Sure, an MITM can DoS a connection. That's the nature of being in
the middle, you can break connectivity. But I don't see how they can
compromise either end of the connection, given what you've said
about the protocol.

> > > CheckPoint's documentation also says that the SR client
> > > 'exchanges a session key with the SecuRemote server and
> > > loads it into the SecuRemote server" (VPN-1 manual, p. 104).
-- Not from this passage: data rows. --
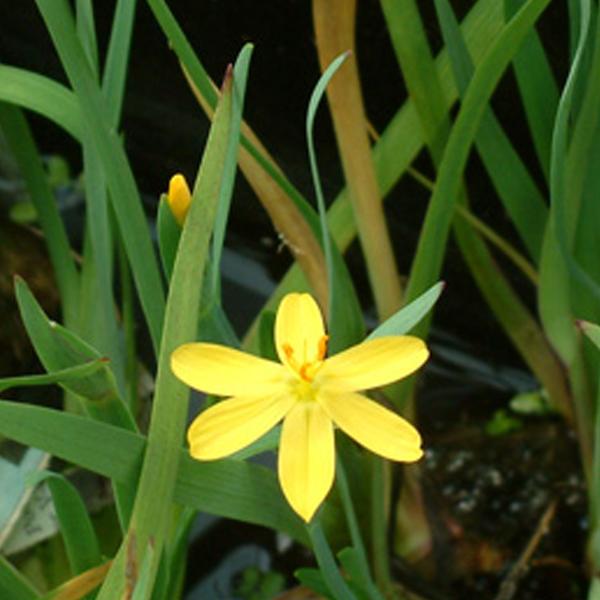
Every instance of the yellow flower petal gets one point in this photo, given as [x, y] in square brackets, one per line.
[299, 331]
[224, 371]
[179, 197]
[235, 423]
[306, 458]
[375, 427]
[373, 363]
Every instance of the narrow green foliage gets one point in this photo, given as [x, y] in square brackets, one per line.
[230, 488]
[430, 250]
[19, 137]
[81, 543]
[13, 585]
[515, 186]
[59, 349]
[169, 232]
[99, 129]
[411, 314]
[150, 517]
[345, 321]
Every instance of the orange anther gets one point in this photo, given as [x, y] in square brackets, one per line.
[322, 351]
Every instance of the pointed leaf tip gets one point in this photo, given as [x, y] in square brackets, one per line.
[227, 79]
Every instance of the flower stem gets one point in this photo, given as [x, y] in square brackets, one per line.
[326, 561]
[355, 534]
[379, 523]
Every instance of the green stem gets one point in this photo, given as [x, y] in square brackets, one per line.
[326, 561]
[355, 534]
[379, 524]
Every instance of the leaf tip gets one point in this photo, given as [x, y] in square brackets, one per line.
[227, 79]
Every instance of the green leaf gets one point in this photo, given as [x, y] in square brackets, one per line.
[99, 129]
[150, 519]
[43, 96]
[312, 579]
[81, 543]
[13, 585]
[117, 57]
[345, 322]
[61, 376]
[592, 331]
[434, 234]
[228, 488]
[169, 232]
[15, 493]
[59, 349]
[338, 588]
[22, 144]
[511, 179]
[537, 88]
[409, 316]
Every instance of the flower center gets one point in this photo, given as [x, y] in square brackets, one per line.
[307, 368]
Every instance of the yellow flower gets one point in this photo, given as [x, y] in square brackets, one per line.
[179, 197]
[309, 392]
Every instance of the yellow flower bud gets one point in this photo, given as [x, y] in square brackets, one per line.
[179, 197]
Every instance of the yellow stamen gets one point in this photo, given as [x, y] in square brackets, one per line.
[322, 351]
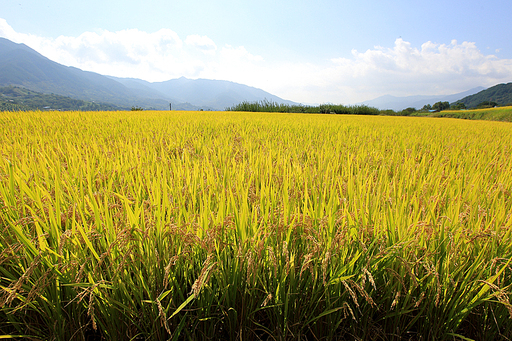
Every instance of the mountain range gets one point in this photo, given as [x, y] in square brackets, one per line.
[21, 66]
[24, 67]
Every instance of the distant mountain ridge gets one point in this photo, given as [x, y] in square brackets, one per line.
[22, 66]
[399, 103]
[501, 94]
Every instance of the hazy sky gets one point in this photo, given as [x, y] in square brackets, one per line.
[305, 51]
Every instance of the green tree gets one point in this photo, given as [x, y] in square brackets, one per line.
[458, 106]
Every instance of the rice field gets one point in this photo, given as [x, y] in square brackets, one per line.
[254, 226]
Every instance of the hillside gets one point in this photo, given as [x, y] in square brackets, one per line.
[23, 67]
[15, 98]
[500, 94]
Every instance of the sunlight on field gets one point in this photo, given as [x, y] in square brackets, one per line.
[223, 224]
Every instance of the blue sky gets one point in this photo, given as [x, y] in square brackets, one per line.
[305, 51]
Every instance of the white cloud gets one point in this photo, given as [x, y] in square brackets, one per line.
[203, 43]
[399, 70]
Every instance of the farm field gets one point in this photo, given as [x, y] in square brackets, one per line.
[492, 114]
[254, 226]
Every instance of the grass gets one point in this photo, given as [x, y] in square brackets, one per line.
[254, 226]
[490, 114]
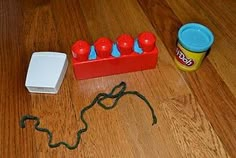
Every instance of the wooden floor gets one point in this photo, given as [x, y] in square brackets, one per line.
[196, 111]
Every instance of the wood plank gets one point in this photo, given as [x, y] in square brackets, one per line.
[212, 93]
[189, 120]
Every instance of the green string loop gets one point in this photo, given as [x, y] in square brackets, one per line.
[99, 100]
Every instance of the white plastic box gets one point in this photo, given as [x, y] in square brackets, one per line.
[46, 72]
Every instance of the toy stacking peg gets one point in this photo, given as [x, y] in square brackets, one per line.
[80, 50]
[125, 44]
[147, 41]
[103, 47]
[105, 57]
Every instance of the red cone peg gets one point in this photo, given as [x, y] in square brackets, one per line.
[80, 50]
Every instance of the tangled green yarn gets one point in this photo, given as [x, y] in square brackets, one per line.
[98, 99]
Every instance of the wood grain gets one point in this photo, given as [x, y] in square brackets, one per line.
[196, 111]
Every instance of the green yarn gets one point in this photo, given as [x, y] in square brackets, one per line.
[98, 99]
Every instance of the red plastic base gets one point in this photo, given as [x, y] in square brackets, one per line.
[103, 66]
[111, 65]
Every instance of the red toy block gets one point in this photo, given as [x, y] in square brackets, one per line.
[108, 58]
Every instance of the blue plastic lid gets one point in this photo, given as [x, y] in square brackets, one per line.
[195, 37]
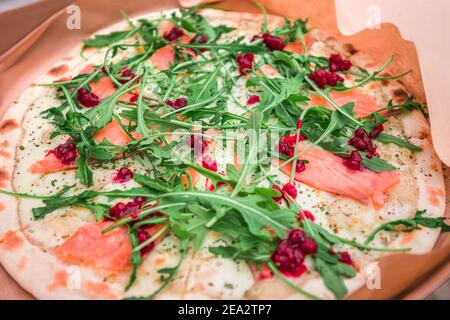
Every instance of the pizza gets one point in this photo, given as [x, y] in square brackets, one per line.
[203, 154]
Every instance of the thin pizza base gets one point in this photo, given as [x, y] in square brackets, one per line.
[29, 259]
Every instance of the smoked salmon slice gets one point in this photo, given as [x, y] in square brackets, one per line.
[364, 104]
[89, 247]
[164, 57]
[326, 171]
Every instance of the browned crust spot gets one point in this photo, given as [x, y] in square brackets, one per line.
[58, 70]
[11, 241]
[8, 125]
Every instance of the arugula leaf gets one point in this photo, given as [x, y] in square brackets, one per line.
[256, 216]
[83, 172]
[104, 40]
[408, 225]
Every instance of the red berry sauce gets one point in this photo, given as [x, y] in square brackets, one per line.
[287, 145]
[87, 98]
[209, 163]
[353, 160]
[376, 131]
[126, 75]
[66, 152]
[337, 63]
[278, 199]
[323, 78]
[290, 253]
[143, 236]
[289, 190]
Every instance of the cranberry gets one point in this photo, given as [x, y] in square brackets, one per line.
[353, 161]
[173, 34]
[346, 258]
[360, 133]
[376, 131]
[287, 145]
[362, 142]
[288, 259]
[337, 63]
[178, 103]
[300, 166]
[305, 214]
[117, 210]
[296, 237]
[209, 163]
[289, 253]
[66, 152]
[308, 246]
[126, 75]
[245, 62]
[277, 199]
[253, 99]
[87, 98]
[140, 199]
[289, 190]
[123, 175]
[286, 149]
[142, 237]
[201, 40]
[273, 42]
[323, 78]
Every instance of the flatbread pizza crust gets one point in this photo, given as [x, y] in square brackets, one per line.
[29, 257]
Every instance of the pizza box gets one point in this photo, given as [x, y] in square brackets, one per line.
[380, 28]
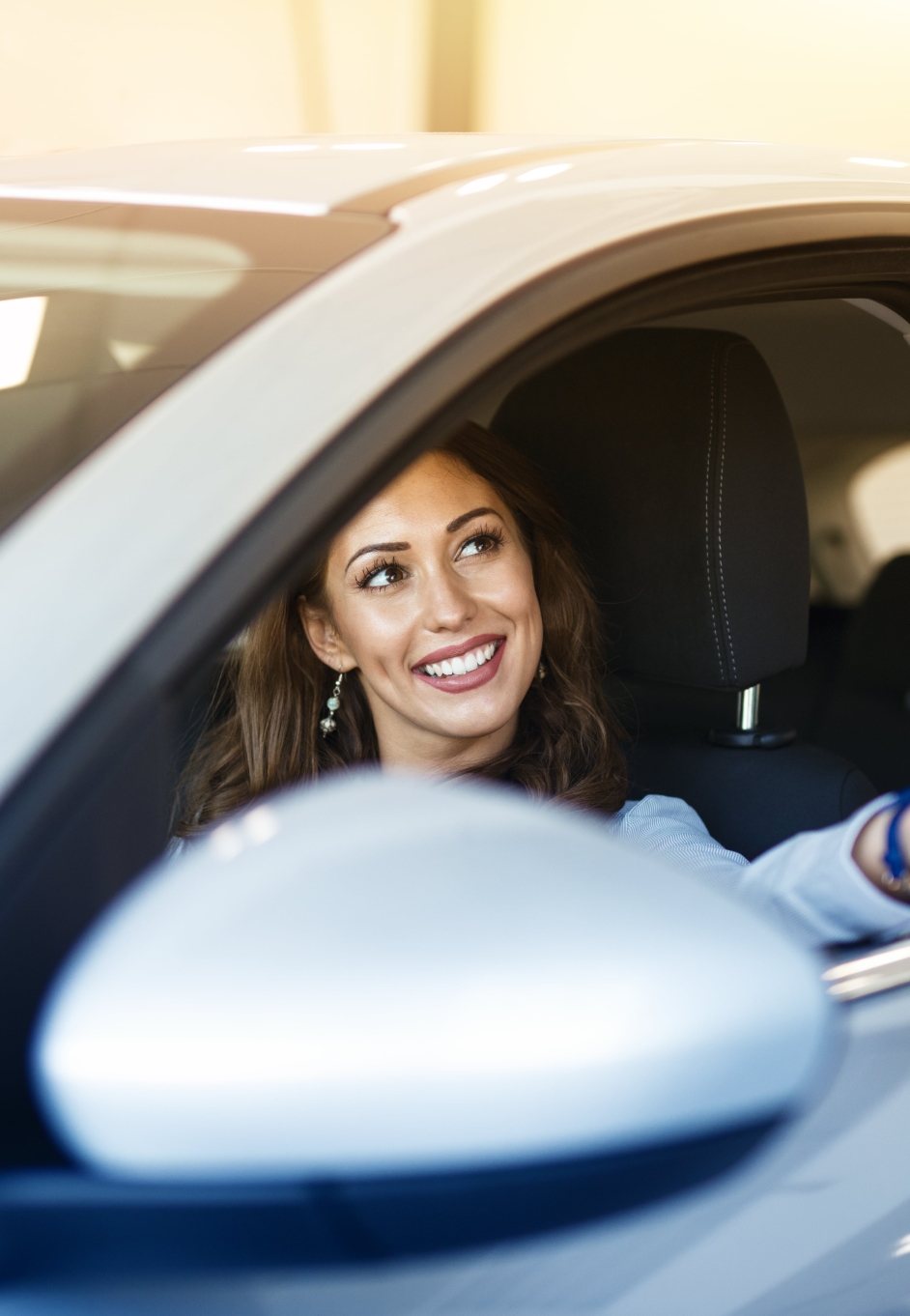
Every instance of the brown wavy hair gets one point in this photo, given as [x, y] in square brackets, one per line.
[263, 727]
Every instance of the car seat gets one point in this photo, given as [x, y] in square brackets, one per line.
[676, 465]
[868, 713]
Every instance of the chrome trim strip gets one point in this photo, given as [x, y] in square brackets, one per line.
[852, 980]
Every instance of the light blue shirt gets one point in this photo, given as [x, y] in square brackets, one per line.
[810, 883]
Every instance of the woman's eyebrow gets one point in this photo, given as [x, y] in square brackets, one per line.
[378, 548]
[469, 516]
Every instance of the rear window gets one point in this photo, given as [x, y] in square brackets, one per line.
[104, 307]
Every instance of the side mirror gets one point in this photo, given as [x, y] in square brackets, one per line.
[425, 1015]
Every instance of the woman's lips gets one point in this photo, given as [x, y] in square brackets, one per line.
[469, 679]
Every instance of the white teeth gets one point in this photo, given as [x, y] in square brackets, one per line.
[459, 666]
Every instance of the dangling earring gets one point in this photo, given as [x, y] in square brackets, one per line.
[333, 704]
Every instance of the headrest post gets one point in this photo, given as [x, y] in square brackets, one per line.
[747, 708]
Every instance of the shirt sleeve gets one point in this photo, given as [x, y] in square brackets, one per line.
[810, 883]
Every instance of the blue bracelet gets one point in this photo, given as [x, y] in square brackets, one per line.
[895, 861]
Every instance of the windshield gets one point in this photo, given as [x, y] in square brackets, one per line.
[104, 307]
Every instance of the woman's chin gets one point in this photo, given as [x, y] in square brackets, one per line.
[472, 716]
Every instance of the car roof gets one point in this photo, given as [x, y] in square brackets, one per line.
[305, 175]
[315, 174]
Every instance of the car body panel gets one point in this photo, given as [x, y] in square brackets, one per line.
[183, 478]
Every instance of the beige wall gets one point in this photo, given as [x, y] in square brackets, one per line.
[92, 72]
[84, 72]
[826, 72]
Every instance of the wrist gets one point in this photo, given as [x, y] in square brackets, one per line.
[881, 849]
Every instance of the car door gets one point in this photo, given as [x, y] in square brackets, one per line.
[109, 756]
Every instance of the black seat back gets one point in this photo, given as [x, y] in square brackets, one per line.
[673, 457]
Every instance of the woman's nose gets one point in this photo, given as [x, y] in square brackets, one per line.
[448, 602]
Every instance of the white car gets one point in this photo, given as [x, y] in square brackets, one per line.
[211, 356]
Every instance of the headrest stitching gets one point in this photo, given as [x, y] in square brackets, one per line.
[727, 352]
[708, 517]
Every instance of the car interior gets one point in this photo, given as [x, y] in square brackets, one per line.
[739, 484]
[727, 425]
[756, 428]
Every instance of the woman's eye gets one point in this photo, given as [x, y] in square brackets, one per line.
[384, 577]
[479, 544]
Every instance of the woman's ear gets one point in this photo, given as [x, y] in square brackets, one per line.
[324, 640]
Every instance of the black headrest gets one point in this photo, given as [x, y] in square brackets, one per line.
[675, 461]
[877, 651]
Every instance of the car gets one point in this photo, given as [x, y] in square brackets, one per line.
[211, 357]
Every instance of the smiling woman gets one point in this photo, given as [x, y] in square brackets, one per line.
[467, 636]
[450, 629]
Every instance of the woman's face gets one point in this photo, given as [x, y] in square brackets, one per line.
[433, 600]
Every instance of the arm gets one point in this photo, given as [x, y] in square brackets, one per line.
[811, 883]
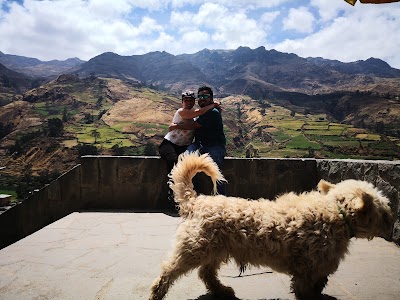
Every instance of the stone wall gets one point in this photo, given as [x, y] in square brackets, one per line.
[139, 183]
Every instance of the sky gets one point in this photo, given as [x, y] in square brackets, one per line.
[332, 29]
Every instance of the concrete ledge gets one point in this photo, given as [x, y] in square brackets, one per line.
[139, 182]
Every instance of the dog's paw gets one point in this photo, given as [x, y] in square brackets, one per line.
[225, 292]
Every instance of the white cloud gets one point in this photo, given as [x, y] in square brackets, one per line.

> > > Perhaps I have misunderstood something, but isn't it the point
> > > of the whole DH scheme to avoid exchanging keys?
> > 
> > I think the whole point of DH is to allow, through the DH exchange,
> > the distributed negotiation of a shared secret session key.
> 
>       DH allows, through the exchange of _public_ keys, the calculation of
> a shared secret.  But that shared secret never gets sent down the wire.  So
> it seems like a serious breach of protocol if CheckPoint's solution
> literally 'exchanges a session key'.  Unlike the above point, this would
> seem like a big deal to me.

I think there's a misunderstanding here. The way I read the original
quote --- "exchanges a session key" --- that's just what the DH is
doing. DH is used to securely negotiate ("exchange") a session key,
which gets used by ("loaded into") the server. Perhaps the wording
is a little sloppy, but it's not obvious to me that it says that
they first use a secure key-exchange protocol, then take the
resulting shared secret and reveal it to the world by passing it
from one end to another that already has:-).